I think what is actually different with Lambda is that the update is enforced upon you externally. But it's also worth remembering that, the deprecation process is phased, and your function would continue to work even if you don't update, you just can't update the function until you do. I would argue that this external force is a good thing in the long run. How often do you see teams put off important updates (that often impact security and performance) for years when it's left to their convenience? The truth is, there is never a convenient time to do these updates. And as much as it sucks to have unplanned work added to your sprint, you generally have months to update your functions when a deprecation notice for your runtime is issued because of the phased rollout.
Hey @theburningmonk! Thanks for reading and adding value to the comments!!
I agree with you, there is never a good time for these updates and in the long run they are good to have.
Some of us (including me) work on the project in their spare time, so you can imagine how hard it was to find time to do these updates, considering all the other things we have to do.
We had a npm dependency for parsing XML which was super old and wouldn't work with Node.js 16!
I am thinking now that perhaps it would have been easier using a custom runtime with a Dockerfile and stay on Node.js 14 - at least to be able to decide our own deadline :)
You know you could just leave it be, right?
They stop you from being able to update the function, but it'll continue to work past the last deprecation date. So if it's a side-project and you don't need to keep it up-to-date, that is always an option. Just delay until you absolutely have to do it.
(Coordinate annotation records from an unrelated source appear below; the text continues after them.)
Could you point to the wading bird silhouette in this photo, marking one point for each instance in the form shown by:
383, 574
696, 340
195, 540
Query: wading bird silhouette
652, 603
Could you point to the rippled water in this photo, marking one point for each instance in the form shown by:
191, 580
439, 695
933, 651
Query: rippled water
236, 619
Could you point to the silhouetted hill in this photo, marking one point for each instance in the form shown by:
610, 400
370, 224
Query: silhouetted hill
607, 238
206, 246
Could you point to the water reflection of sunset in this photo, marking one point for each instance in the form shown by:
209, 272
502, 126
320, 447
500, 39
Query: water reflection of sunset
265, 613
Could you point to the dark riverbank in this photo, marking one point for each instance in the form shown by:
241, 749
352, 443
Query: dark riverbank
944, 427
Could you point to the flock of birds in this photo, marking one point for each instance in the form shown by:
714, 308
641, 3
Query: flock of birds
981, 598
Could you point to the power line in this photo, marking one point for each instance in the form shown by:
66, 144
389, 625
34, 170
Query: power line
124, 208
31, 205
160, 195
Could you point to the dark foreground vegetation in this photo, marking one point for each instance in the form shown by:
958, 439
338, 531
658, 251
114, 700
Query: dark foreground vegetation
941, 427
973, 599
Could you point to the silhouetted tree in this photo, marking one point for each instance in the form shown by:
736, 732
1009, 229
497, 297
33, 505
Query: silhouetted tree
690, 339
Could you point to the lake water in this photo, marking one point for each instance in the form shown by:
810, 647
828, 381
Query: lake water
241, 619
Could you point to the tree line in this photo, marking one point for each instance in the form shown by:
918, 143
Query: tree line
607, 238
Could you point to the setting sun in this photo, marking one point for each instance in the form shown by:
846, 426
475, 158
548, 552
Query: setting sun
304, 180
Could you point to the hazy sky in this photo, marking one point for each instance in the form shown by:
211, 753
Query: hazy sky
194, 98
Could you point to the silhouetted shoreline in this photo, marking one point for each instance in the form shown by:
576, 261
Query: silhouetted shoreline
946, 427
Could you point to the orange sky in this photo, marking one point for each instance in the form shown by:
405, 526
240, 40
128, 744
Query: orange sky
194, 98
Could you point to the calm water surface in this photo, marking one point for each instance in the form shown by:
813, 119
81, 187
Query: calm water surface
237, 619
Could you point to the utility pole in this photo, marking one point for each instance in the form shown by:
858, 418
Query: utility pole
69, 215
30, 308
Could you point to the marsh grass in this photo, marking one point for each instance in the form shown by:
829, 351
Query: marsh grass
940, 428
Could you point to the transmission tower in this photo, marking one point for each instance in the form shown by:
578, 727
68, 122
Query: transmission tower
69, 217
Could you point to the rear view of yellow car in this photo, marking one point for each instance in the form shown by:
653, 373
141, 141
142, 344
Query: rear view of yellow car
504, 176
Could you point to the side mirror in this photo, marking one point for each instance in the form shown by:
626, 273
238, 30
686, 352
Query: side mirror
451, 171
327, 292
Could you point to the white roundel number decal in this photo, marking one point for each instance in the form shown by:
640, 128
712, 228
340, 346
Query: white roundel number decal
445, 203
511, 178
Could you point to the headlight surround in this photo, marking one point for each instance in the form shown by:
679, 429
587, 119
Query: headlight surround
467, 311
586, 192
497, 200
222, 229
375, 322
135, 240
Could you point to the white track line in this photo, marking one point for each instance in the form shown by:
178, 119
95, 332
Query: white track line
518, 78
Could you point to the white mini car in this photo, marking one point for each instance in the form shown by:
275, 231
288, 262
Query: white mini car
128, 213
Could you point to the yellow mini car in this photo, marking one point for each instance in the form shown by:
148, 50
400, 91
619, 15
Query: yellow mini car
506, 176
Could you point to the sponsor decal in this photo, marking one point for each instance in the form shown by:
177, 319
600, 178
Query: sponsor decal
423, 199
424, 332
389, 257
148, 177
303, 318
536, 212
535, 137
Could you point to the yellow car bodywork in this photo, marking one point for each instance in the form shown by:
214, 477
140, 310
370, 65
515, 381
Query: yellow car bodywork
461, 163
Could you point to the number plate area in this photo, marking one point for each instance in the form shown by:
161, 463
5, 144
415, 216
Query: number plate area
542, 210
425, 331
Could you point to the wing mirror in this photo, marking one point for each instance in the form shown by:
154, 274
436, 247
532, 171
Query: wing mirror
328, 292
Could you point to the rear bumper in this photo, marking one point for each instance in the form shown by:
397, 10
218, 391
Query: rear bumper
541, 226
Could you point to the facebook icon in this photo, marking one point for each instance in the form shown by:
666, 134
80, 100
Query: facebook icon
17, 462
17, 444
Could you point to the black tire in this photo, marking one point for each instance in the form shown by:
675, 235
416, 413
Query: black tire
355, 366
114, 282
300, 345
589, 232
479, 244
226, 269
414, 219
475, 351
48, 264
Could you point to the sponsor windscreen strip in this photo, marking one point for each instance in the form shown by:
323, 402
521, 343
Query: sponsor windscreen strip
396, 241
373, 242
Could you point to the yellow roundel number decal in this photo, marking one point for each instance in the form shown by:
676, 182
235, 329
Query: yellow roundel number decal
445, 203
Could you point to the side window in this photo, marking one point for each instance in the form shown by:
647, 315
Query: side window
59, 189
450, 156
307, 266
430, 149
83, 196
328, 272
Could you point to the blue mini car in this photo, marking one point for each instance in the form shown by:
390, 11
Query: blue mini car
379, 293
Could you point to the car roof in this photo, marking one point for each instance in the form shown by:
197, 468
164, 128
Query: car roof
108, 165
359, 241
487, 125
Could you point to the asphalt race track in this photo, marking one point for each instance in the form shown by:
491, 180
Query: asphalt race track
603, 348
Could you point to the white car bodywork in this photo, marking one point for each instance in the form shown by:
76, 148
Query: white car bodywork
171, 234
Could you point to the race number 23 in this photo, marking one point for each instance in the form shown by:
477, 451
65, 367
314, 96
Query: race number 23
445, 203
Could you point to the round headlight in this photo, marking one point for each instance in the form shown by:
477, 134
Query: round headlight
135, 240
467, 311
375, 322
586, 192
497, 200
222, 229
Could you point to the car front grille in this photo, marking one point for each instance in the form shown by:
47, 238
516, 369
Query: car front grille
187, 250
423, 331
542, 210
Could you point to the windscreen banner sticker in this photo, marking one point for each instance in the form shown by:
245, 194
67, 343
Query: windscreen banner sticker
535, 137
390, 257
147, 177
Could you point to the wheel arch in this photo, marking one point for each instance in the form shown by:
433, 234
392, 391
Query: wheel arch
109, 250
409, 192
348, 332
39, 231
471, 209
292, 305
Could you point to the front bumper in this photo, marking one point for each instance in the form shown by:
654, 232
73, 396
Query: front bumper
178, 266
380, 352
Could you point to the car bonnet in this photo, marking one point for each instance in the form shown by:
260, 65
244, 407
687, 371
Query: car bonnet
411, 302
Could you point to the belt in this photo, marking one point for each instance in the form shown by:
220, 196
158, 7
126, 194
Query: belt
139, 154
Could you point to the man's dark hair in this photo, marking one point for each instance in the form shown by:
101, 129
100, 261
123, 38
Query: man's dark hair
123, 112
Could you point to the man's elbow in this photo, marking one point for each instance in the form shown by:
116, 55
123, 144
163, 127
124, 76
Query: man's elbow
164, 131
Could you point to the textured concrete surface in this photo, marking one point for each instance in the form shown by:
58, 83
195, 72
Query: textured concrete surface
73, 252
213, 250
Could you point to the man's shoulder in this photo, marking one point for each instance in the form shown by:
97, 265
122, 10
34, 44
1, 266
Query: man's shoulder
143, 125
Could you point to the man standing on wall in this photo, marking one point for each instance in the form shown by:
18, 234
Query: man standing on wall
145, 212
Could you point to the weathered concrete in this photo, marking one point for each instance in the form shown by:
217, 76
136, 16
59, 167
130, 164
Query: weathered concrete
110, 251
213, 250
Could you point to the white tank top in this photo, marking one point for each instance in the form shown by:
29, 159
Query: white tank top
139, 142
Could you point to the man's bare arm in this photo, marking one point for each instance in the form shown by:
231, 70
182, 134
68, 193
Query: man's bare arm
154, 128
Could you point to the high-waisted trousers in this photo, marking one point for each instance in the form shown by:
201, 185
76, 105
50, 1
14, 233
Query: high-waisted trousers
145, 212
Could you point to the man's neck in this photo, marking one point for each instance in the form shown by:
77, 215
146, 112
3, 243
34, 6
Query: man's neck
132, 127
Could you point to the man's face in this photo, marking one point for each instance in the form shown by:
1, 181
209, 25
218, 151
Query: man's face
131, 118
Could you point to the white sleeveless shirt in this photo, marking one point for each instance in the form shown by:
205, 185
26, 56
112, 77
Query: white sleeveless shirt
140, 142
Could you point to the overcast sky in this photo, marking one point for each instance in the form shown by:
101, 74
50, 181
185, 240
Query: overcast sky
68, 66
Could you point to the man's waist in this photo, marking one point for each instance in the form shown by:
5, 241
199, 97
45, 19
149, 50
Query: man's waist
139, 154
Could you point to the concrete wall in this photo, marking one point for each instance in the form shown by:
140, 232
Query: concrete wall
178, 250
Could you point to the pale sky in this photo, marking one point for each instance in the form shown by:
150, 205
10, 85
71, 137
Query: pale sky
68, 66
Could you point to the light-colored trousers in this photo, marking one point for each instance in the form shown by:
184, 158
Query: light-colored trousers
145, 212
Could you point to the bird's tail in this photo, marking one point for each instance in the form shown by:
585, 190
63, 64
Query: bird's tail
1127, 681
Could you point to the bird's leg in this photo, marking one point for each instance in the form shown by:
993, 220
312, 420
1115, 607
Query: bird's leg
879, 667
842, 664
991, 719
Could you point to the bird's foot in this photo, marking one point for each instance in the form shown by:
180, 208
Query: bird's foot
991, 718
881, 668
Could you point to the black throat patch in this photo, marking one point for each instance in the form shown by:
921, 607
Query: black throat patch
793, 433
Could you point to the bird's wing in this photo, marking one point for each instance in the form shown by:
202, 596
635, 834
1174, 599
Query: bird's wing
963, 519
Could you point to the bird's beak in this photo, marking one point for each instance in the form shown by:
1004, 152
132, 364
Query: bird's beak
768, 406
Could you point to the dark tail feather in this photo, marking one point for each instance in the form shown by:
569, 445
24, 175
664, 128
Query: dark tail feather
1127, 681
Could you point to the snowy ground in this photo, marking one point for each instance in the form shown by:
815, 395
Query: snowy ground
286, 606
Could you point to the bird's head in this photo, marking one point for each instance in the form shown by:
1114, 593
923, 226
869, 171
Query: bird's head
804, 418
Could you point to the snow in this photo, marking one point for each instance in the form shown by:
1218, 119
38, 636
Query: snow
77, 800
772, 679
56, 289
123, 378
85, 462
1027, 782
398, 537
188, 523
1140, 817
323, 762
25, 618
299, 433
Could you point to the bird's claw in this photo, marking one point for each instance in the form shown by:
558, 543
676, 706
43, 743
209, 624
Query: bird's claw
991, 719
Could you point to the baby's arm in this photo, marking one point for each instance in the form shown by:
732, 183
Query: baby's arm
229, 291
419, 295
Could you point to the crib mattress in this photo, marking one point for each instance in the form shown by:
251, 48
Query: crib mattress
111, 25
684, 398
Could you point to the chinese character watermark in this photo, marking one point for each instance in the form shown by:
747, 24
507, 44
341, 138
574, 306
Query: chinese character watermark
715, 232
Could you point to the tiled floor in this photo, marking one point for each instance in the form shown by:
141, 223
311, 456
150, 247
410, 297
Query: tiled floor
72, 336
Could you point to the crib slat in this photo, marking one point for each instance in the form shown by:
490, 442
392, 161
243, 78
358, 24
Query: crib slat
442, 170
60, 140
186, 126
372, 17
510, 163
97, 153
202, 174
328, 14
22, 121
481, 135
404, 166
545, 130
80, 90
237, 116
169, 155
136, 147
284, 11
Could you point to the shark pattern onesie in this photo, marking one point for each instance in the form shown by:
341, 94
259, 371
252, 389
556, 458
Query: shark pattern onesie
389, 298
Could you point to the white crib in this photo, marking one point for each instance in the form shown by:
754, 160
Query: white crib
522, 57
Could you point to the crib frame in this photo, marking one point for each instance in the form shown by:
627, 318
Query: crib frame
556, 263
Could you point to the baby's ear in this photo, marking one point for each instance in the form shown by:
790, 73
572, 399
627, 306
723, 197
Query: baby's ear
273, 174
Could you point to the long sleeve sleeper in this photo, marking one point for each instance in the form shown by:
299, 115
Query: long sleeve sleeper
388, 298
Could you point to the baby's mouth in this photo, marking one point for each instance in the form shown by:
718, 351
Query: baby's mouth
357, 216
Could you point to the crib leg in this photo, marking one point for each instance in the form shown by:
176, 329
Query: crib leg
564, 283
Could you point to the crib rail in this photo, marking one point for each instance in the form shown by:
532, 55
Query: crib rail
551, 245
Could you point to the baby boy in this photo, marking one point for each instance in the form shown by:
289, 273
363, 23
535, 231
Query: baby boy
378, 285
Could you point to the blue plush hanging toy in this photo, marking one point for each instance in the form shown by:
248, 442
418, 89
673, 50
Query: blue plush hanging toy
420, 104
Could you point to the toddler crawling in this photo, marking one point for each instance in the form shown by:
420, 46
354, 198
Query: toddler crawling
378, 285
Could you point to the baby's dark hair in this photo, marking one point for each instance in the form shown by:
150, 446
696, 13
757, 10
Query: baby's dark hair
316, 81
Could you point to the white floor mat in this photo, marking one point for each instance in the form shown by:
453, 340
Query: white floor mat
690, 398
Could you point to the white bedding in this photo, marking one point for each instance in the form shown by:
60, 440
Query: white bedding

Who knows, maybe your dependency have been updated by then!
I do, however as you said you wouldn't be able to update the function and despite this being a side-project it has many paying users on it and this specific service was on the critical path!
And we didn't want to be in the position of not being able to make an hotfix.
I see. Are there no other packages you can use to parse XML?
Seems like a big burden to create a custom runtime just for that... not to mention you're sacrificing security because you won't be getting Node.js runtime updates, and you're responsible for a new layer of security
At the time of the deprecation deadline there was not "drop-in replacement" library, without doing some refactoring.
The XML ecosystem for Node.js is very outdated, often the libraries are wrappers/binding to C++ libraries and not very maintained (not a surprise considering XML is not the cool kid anymore).
Regarding the custom runtime, I don't advise anyone doing it but it's an option that comes with risk, as you highlight!
At the time we didn't have any developers in the team besides the founders and you have to keep scaling the business at the same time, so you might be willing to accept a bit of risk or tech debt!